The graphite is mixed with clay from Mississippi in which ammonium hydroxide is
used in the refining process. Then wetting agents are added such as sulfonated tallow—animal
fats chemically reacted with sulfuric acid. After passing through numerous machines, the
mixture finally appears as endless extrusions—as from a sausage grinder-cut to size, dried, and
baked for several hours at 1,850 degrees Fahrenheit. To increase their strength and smoothness
the leads are then treated with a hot mixture which includes candelilla wax from Mexico,
paraffin wax, and hydrogenated natural fats.
My cedar receives six coats of lacquer. Do you know all the ingredients of lacquer?
Who would think that the growers of castor beans and the refiners of castor oil are a part of it?
They are. Why, even the processes by which the lacquer is made a beautiful yellow involve the
skills of more persons than one can enumerate!

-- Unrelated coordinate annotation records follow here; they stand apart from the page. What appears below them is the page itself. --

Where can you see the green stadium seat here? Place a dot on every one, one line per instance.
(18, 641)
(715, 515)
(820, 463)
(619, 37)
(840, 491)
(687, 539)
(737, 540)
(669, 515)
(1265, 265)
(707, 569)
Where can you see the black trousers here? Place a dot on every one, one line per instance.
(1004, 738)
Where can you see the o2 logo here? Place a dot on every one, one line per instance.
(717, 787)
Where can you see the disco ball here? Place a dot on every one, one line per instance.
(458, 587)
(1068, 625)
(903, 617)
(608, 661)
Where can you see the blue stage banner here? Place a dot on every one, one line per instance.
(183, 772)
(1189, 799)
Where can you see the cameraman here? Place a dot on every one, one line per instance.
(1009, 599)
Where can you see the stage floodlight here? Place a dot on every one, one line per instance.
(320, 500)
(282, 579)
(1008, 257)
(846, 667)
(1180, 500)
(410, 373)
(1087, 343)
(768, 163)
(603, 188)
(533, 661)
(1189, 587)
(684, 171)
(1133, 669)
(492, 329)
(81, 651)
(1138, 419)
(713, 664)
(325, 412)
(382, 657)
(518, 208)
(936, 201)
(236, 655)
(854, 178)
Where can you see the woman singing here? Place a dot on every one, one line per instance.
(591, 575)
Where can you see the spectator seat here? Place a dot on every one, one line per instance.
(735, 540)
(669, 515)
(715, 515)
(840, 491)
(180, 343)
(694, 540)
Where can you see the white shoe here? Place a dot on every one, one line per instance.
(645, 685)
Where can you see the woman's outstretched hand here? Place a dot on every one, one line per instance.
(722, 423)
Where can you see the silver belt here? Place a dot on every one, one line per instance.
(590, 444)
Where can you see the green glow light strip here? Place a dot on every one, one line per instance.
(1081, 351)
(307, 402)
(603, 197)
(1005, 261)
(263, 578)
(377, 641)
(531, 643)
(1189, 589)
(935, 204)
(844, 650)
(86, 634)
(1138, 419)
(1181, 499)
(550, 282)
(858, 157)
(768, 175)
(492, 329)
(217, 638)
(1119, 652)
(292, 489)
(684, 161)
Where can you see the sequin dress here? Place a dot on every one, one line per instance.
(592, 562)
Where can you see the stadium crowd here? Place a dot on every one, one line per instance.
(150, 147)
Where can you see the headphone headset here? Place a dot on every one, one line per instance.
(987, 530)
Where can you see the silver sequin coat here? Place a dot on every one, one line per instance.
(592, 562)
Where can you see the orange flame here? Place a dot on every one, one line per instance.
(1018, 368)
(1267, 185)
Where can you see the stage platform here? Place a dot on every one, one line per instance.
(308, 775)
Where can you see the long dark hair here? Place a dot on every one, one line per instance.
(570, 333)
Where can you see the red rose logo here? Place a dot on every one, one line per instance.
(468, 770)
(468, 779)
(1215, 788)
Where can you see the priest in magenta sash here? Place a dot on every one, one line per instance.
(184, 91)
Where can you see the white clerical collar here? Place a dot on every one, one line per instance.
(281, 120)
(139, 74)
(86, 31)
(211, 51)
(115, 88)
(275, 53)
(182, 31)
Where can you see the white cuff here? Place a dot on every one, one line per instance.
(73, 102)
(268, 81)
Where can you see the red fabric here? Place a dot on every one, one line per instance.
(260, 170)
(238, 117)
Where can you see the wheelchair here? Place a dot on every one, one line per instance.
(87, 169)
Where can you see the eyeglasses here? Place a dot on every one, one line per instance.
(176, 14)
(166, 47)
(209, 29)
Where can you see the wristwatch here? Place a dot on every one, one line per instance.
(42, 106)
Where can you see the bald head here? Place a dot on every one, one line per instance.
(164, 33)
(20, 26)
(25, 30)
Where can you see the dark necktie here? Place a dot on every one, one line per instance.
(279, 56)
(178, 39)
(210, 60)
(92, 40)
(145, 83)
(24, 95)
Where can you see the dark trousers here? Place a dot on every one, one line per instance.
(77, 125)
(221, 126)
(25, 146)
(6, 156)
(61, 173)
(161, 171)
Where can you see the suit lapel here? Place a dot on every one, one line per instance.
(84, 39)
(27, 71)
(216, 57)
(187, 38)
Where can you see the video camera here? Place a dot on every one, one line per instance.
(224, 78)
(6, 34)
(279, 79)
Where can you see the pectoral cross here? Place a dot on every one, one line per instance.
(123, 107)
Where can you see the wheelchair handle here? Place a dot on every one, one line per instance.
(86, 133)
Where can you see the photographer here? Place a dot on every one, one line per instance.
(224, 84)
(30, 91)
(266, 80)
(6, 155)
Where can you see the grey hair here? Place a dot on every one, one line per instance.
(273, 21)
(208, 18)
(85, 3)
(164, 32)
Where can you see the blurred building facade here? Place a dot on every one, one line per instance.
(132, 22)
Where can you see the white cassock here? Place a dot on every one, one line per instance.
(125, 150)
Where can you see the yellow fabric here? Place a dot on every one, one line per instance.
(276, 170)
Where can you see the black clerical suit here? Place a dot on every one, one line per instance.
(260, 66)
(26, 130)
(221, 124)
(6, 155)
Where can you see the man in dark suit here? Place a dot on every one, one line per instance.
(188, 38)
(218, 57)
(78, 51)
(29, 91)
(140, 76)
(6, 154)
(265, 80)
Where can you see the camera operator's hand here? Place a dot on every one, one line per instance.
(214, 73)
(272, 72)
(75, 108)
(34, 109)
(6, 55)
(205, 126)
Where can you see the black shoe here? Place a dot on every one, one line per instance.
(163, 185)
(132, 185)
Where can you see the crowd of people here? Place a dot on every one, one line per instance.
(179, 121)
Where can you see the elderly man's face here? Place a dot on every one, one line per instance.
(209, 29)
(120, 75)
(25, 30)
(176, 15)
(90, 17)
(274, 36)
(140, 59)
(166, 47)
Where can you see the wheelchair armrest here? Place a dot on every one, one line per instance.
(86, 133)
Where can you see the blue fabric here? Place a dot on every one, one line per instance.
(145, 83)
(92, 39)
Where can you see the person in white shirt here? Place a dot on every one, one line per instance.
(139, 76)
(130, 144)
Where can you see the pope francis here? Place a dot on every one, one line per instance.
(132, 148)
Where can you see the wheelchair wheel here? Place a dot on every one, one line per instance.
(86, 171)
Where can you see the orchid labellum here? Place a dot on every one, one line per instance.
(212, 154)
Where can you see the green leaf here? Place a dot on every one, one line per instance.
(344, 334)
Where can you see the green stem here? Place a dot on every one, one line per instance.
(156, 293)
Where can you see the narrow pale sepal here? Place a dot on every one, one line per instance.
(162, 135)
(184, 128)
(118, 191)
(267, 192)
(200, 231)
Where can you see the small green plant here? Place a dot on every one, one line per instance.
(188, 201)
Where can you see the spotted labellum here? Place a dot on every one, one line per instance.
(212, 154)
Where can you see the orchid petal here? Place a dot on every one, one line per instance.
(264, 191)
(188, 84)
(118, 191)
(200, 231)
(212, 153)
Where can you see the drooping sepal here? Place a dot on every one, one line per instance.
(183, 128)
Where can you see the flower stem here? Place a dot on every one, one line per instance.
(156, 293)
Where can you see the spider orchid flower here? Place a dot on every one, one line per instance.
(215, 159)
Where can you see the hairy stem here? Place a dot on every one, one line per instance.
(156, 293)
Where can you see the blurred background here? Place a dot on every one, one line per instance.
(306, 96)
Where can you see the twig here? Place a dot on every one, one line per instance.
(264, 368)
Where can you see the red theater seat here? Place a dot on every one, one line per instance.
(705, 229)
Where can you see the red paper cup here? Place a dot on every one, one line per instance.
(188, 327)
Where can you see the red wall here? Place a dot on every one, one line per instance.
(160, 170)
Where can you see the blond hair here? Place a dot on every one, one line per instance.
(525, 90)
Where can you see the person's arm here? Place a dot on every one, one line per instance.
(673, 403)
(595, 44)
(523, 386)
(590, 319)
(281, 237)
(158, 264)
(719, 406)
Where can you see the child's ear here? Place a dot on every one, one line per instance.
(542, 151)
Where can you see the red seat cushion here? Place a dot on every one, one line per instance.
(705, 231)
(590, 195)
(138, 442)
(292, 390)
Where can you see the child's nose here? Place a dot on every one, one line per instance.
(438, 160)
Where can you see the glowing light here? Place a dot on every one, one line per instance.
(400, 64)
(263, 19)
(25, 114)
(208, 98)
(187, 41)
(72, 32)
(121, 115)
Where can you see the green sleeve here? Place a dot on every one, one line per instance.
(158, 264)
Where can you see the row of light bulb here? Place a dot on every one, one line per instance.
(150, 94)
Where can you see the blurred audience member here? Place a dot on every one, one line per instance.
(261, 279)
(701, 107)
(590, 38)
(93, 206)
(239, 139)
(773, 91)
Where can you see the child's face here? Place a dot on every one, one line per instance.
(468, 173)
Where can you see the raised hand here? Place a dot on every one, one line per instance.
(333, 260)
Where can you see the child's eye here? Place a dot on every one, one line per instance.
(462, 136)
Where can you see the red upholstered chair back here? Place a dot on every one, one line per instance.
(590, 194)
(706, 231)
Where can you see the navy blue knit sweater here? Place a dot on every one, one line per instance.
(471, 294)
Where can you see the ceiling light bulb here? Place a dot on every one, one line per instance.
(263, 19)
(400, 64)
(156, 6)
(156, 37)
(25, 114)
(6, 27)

Observe the labeling. That's a film formed by applying heat to carbon black mixed with
resins. How do you make resins and what, pray, is carbon black?
My bit of metal—the ferrule—is brass. Think of all the persons who mine zinc and
copper and those who have the skills to make shiny sheet brass from these products of nature.
Those black rings on my ferrule are black nickel. What is black nickel and how is it applied?
The complete story of why the center of my ferrule has no black nickel on it would take pages
to explain.
Then there's my crowning glory, inelegantly referred to in the trade as "the plug," the
part man uses to erase the errors he makes with me. An ingredient called "factice" is what does
the erasing. It is a rubber- like product made by reacting rape-seed oil from the Dutch East
Indies with sulfur chloride. Rubber, contrary to the common notion, is only for binding
purposes. Then, too, there are numerous vulcanizing and accelerating agents. The pumice
comes from Italy; and the pigment which gives "the plug" its color is cadmium sulfide.